Close Shave

The story goes that the head writer on The Simpsons television show walked into a meeting one morning, two small band-aids on the same cheek, another on his neck under his chin. “What kind of a country is this?” he exclaimed. “They can kill all the Kennedys, but they can’t make a decent razor blade.” A fine touch of anarchic humor, that, but with a low truth quotient.

My friend Edward Shils once asked the historian R. H. Tawney, author of Religion and the Rise of Capitalism, if over his long lifetime he had noted any progress. “Yes,” replied Professor Tawney, “in the deportment of dogs. Dogs are much better behaved today than when I was a boy.” If I were asked the same question, my reply would be, “Yes, in gym shoes and in the manufacture of razor blades.”

I am not old enough to have known anyone who, death-defyingly, daily shaved with a straight razor, though over the years I have had two professional shaves administered to me with that fierce weapon. My father shaved with a single-blade “safety razor,” as they were called, often singing the British music hall song “Has Anybody Here Seen Kelly?” as he did so. As a small boy, some mornings I would sit on the edge of the bathtub and watch him as he applied shaving cream out of a jar and wielded the blade, frequently running the razor under the tap and knocking it lightly against the sink to clear off the extra cream that had gathered on it. This was a manly rite, if ever there was one, and I was mildly impatient for the day when I might take part in it on my own.

That day was a touch slow in coming. On the hirsute front, I matured more slowly than some of my friends, a few of whom began shaving as early as 15. When I noted friends and acquaintances whose cheeks and chins began spouting hair earlier than mine, I felt a blip of envy. If there had been Rogaine for the face, I’d have dashed out to buy it. (Riddle: What do you get when you combine Rogaine with Viagra? Answer: Don King.) I had to wait until 19 or so before I needed to shave.

When my beard did finally arrive, it turned out to be a fairly strong one—too strong for me to use an electric razor. Of the two leading razors and blades then on the market, Gillette and Schick, I went for Gillette, in part because, a good liberal in those days, I had heard that Schick, whoever he was, backed the John Birch Society. Shaving cream now came in spray cans, and men went in for after-shave colognes of various kinds, Brut and Old Spice chief among them.

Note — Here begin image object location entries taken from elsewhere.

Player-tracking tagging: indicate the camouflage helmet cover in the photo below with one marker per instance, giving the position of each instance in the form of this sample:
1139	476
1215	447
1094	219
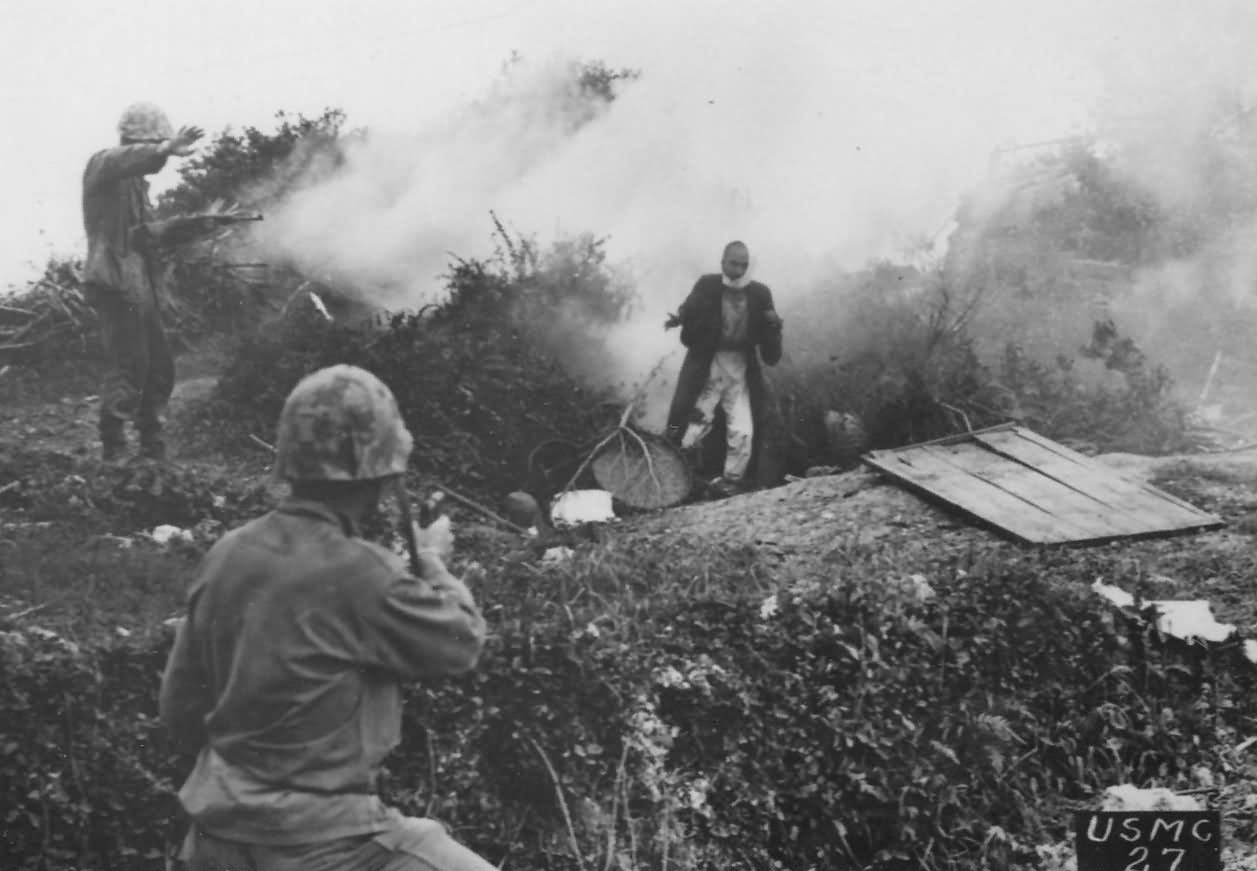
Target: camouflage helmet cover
341	424
145	122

For many men shaving is a burden, and they tend to knock off shaving on weekends and holidays. I happen to enjoy shaving, view it as part of my regular hygiene, like the sound of the razor scraping against my cheeks and neck, feel cleaner, fresher, revived after having shaved. In recent years I have taken to shaving in the shower, without aid of a mirror, using soap instead of shaving cream, trimming the hair growing up to my sideburns in the bathroom mirror afterwards. While doing so, I have been known to do a turn on Petula Clark’s “Don’t Sleep in the Subway, Darling,” changing the lyric to “Don’t shave in the shower, darling.”

Never for a moment has it occurred to me to grow a full beard. Any such beard I might grow now figures to come in white, and a white beard, in one stroke, adds roughly 10 years to one’s actual age and, à la Colonel Sanders and Santa Claus, nicely desexualizes a man. One summer, vacationing in Wisconsin, I decided to grow a mustache. I was hoping for something decidedly English—Douglas Fairbanks Jr., say, or the young Ronald Colman. What grew in two weeks later was Guatemalan illegal alien. That mustache never crossed the border back into Illinois.

From soul patches to Fu Manchus to beards ranging in length from Hasidic to goatee, face hair for men today seems more common than not. The latest innovation in this realm has been the unshaved look, also known as “double-stubble” and “permastubble.” I say latest, but the look began as long ago as the mid-1980s in the television program Miami Vice with a handsome actor named Don Johnson who wore it well. Unfortunately, if one is less good-looking than Señor Johnson, perma-stubble merely makes most men seem unclean, grubby, badly in need of, yep, a shave.

As for me, I’m the clean-shaven guy, neat, trim, impeccably kempt, with maybe just a touch of soap clinging to the lobe of my left ear.